Urine versus saliva test

Not designed as roadside labs

Rapid screening tests allow drug consumption to be identified any time, anywhere. Why are these tests criticized, yet remain important basic equipment for police forces? A critical comparison of urine tests and the increasingly commonly used saliva drug tests.

The signs of drug use are less obvious than those of alcohol consumption. Rapid drug screening tests allow public security personnel to carry out efficient drug screening. Regular testing is also increasingly used for safety at work. The focus here is on employees in positions of particular responsible or risk-prone jobs.

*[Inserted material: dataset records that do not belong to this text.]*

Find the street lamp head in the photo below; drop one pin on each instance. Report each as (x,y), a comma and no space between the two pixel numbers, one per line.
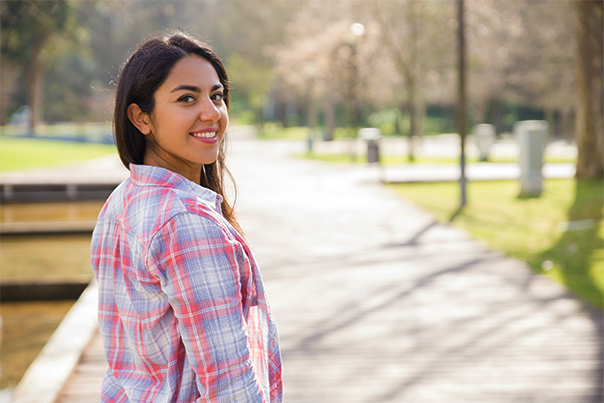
(357,29)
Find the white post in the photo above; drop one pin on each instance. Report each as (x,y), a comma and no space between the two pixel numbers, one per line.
(531,136)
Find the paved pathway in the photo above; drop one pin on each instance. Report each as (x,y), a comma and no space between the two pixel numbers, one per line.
(376,302)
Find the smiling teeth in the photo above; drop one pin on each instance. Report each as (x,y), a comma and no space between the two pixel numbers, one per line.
(206,135)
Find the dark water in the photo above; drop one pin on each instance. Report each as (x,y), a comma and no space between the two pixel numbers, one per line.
(27,326)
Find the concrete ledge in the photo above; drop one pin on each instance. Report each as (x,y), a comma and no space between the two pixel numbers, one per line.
(47,228)
(46,376)
(43,289)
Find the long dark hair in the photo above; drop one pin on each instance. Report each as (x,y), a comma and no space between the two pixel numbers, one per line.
(144,72)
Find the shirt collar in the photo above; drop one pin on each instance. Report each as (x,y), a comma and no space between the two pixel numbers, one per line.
(148,175)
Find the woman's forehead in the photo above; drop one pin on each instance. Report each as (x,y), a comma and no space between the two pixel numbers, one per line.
(192,70)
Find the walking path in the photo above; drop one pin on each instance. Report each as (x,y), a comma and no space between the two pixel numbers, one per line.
(376,302)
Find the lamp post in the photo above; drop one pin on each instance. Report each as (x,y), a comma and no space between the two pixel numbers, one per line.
(356,32)
(310,71)
(461,97)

Most patrol cars in Germany are now equipped with drug tests. However, roadside or in-company drug tests will never replace laboratory testing. Even 99% test reliability does not provide absolute certainty of drug consumption. Therefore, the initial suspicion must always be verified by a blood test.

The possibility of tampering, rare false alarms and shortcomings in relation to handling or hygiene has led to rather negative view of rapid drug screening tests. Many of these vulnerabilities also apply to urine tests. Certain cough syrups, antibiotics, analgesics or even soaps can produce false positives. And drug users often use other people’s urine to tamper with the results. 

Attempts to tamper with results are virtually ruled out with saliva tests. Users view them as comfortable and hygienic compared with other types of tests. Drug tests for saliva are more sensitive than urine tests and detect current consumption more reliably. Many experts also believe they are more conclusive. The latest generation of saliva tests, such as DrugWipe® S, provide very high levels of reliability. However, that does not make them roadside laboratories!